Proteases are enzymes that act on proteins by breaking them down into peptides and amino acids. A gelatinase is a type of protease that hydrolyzes gelatin into peptides and amino acids. Recently, specific gelatinases have been found to be present in elevated amounts in the wound exudates of patients with non-healing wounds, in the urine of cancer patients, in the tears of ocular rosacea patients, in the saliva of patients with periodontal disease, and in the synovial fluid of horses suffering from equine arthritis.
The current primary technique for the detection of gelatinases in a sample is gelatin zymography. Gelatin zymography is an electrophoretic technique for the detection of gelatin-hydrolytic enzymes, i.e., gelatinases. However, gelatin zymography requires laborious, skillful and time-consuming (about one week) lab work. Thus, for most hospitals, medical professionals, and other care-providing facilities, evaluation of gelatinase activity is not feasible.
Accordingly, a point-of-care gelatinase test would be an innovation in the fields of caring for wounds, cancer, ocular rosacea, periodontal disease and equine arthritis. Such a point-of-care gelatinase test may help health care providers to make informed decisions about which treatment is or is not appropriate. Advantages of guiding therapy in this way may include avoidance of unnecessary interventions, reduced nursing time, fewer clinic visits, shorter overall treatment duration, earlier recognition and prevention of complications, improved quality of life, faster healing and earlier return to work.

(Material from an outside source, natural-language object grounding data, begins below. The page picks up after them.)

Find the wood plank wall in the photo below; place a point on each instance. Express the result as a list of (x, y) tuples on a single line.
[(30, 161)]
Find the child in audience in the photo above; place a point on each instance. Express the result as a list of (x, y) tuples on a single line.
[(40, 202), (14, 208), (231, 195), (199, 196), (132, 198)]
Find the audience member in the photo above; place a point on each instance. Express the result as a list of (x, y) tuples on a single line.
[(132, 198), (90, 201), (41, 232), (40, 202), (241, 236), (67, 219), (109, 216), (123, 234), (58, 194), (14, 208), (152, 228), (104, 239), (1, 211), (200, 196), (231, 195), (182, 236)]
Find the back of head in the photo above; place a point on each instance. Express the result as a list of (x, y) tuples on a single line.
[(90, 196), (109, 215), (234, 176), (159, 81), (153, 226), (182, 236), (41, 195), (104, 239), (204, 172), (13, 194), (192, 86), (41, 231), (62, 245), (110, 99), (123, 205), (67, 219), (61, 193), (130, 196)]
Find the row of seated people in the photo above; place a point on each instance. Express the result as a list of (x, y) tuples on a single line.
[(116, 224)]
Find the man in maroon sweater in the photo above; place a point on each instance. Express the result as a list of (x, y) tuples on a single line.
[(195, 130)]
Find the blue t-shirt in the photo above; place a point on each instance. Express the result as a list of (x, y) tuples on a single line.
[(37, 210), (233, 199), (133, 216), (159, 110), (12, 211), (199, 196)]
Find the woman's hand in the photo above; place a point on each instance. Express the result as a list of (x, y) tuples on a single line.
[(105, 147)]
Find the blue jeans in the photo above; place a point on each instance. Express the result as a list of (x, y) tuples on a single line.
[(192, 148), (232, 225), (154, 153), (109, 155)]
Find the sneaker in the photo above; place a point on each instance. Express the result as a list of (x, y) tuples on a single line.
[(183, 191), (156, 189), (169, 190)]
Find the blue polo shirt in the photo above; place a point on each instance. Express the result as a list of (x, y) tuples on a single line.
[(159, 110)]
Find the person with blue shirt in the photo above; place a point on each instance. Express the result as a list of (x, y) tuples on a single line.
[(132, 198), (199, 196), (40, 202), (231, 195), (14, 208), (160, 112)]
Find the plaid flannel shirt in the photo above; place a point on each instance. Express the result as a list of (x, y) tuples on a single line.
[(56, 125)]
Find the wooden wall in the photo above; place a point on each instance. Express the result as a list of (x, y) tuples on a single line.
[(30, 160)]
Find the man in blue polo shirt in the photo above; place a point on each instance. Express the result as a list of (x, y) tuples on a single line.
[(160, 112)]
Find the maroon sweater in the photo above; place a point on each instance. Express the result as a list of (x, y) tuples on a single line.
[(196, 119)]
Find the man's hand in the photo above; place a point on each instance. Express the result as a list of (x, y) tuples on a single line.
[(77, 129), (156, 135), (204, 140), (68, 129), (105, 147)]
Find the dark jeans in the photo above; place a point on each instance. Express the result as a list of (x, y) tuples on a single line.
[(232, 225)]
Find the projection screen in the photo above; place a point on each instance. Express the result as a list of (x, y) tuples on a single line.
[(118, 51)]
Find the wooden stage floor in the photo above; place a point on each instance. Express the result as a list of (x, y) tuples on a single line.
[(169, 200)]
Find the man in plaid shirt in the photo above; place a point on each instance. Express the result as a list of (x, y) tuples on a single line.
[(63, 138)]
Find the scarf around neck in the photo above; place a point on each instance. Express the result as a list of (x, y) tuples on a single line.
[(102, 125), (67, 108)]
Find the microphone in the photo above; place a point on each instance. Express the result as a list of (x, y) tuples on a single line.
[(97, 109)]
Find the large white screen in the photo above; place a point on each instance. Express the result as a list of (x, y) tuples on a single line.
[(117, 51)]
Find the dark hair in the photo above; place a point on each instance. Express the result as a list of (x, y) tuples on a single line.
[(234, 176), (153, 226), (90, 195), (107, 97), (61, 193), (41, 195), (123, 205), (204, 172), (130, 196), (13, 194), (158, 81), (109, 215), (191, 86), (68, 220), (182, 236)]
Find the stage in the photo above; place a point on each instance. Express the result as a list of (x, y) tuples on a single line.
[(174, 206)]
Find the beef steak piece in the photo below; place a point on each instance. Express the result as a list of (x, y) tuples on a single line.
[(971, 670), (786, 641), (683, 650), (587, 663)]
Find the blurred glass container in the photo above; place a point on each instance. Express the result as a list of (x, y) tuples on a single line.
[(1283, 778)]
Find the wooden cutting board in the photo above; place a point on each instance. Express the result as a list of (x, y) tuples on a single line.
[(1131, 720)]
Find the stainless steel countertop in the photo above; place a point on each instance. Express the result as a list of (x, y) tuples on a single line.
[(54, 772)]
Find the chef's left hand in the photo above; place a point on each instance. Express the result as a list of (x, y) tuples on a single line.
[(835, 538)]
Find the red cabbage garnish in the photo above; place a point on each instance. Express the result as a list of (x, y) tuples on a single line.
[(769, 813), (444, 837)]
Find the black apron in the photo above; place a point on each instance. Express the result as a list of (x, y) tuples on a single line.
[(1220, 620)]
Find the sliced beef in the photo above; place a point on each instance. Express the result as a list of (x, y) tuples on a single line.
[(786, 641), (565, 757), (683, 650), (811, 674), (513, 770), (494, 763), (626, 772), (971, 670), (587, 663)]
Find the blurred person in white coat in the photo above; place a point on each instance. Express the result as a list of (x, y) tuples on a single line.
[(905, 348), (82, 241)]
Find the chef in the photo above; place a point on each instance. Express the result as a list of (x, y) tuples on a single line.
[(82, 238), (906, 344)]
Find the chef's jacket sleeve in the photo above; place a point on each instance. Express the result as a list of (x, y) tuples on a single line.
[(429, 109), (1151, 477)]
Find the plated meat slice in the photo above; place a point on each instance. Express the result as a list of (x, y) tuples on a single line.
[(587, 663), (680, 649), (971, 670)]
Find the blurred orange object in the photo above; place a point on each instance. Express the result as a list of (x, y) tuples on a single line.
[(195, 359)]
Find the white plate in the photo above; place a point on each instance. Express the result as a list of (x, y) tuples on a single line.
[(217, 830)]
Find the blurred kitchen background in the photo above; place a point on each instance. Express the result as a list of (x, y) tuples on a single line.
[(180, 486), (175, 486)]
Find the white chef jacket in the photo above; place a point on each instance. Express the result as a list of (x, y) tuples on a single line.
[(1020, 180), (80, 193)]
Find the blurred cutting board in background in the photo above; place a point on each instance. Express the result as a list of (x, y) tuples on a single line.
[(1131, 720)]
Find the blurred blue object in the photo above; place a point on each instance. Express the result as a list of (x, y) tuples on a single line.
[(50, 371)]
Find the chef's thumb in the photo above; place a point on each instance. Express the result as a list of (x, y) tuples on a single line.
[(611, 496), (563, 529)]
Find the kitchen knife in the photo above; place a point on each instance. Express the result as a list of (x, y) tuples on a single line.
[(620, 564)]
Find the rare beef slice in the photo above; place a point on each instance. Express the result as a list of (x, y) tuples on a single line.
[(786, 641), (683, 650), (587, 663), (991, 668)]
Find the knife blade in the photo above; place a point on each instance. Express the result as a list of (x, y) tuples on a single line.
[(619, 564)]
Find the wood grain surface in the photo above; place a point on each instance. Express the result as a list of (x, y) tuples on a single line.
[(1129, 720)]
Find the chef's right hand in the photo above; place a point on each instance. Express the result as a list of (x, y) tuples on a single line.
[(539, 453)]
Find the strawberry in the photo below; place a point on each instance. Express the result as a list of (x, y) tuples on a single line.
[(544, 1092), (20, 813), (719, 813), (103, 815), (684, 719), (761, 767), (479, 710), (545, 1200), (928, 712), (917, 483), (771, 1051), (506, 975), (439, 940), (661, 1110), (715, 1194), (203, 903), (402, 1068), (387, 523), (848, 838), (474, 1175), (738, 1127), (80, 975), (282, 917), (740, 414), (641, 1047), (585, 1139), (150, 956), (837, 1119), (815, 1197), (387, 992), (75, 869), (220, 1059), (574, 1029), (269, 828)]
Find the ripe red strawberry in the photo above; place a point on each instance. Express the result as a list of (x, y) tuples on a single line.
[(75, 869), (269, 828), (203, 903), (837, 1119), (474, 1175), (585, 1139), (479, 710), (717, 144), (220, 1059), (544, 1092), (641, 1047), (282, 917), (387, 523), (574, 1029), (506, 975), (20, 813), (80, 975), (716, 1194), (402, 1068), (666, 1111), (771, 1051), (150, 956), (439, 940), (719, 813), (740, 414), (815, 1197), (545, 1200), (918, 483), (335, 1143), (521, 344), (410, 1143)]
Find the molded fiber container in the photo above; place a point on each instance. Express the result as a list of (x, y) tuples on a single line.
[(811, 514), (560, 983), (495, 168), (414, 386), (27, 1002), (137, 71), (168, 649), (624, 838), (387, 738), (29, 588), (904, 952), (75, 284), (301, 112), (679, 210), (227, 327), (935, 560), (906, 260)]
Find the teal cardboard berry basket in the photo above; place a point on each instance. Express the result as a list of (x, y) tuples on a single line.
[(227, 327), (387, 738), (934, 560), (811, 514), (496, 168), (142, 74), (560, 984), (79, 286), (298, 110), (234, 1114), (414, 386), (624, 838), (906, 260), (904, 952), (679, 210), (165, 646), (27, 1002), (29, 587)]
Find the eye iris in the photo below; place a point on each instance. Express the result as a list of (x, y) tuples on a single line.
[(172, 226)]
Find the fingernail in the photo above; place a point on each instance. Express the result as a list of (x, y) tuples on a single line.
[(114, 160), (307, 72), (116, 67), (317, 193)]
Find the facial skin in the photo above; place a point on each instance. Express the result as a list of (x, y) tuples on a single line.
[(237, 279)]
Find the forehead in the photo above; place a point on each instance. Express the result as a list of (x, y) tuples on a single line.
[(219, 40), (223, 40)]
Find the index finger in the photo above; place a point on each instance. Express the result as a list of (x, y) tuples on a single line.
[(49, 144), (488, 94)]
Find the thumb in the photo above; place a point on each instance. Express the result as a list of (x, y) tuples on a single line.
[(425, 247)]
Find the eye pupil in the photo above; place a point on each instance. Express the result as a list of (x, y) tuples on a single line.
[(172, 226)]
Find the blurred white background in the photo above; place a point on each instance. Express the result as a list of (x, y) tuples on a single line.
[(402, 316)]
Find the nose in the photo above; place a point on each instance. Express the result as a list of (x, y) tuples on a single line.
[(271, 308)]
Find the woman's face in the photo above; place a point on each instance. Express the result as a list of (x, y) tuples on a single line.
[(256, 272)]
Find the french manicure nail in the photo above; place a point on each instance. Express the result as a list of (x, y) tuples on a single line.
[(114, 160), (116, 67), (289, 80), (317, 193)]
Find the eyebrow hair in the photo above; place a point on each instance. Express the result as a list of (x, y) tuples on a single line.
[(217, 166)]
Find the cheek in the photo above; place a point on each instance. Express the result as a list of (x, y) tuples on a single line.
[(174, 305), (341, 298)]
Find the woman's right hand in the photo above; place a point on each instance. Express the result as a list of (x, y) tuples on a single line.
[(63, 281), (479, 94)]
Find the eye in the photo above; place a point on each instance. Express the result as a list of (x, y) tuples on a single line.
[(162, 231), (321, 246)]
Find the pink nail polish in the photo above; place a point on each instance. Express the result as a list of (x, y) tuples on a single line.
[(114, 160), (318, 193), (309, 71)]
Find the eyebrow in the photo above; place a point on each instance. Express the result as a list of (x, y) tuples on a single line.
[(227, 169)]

These potential benefits may lead regulators in the future to require such a point-of-care test before the use of specific treatments. Monitoring gelatinases through weekly testing with cheap, disposable, colorimetric tests, may allow health care providers to recognize whether care is effective and, therefore, whether the current treatment/approach is appropriate.
Lateral flow tests are simple devices intended to detect the presence of an analyte in a sample without the need for specialized and costly equipment. Typically, these tests are used for medical diagnostics either for home testing, point-of-care testing, or laboratory use. A well-known application of it is the home pregnancy test. Although commonly employing immunochromatographic techniques which take advantage of the monovalent specificity of the antibody-antigen reaction, the tests using them typically only measure one analyte, for example hCG in the case of pregnancy tests. Although tremendous efforts have been made in developing and commercializing lateral flow immunochromatographic assays for detecting a large number of analytes, minimal work has been done in adapting the lateral flow assay format for detecting enzyme activity. Thus, such a lateral flow assay format for detecting gelatinase activity that is cheap, disposable, and colorimetric-based would be an innovation.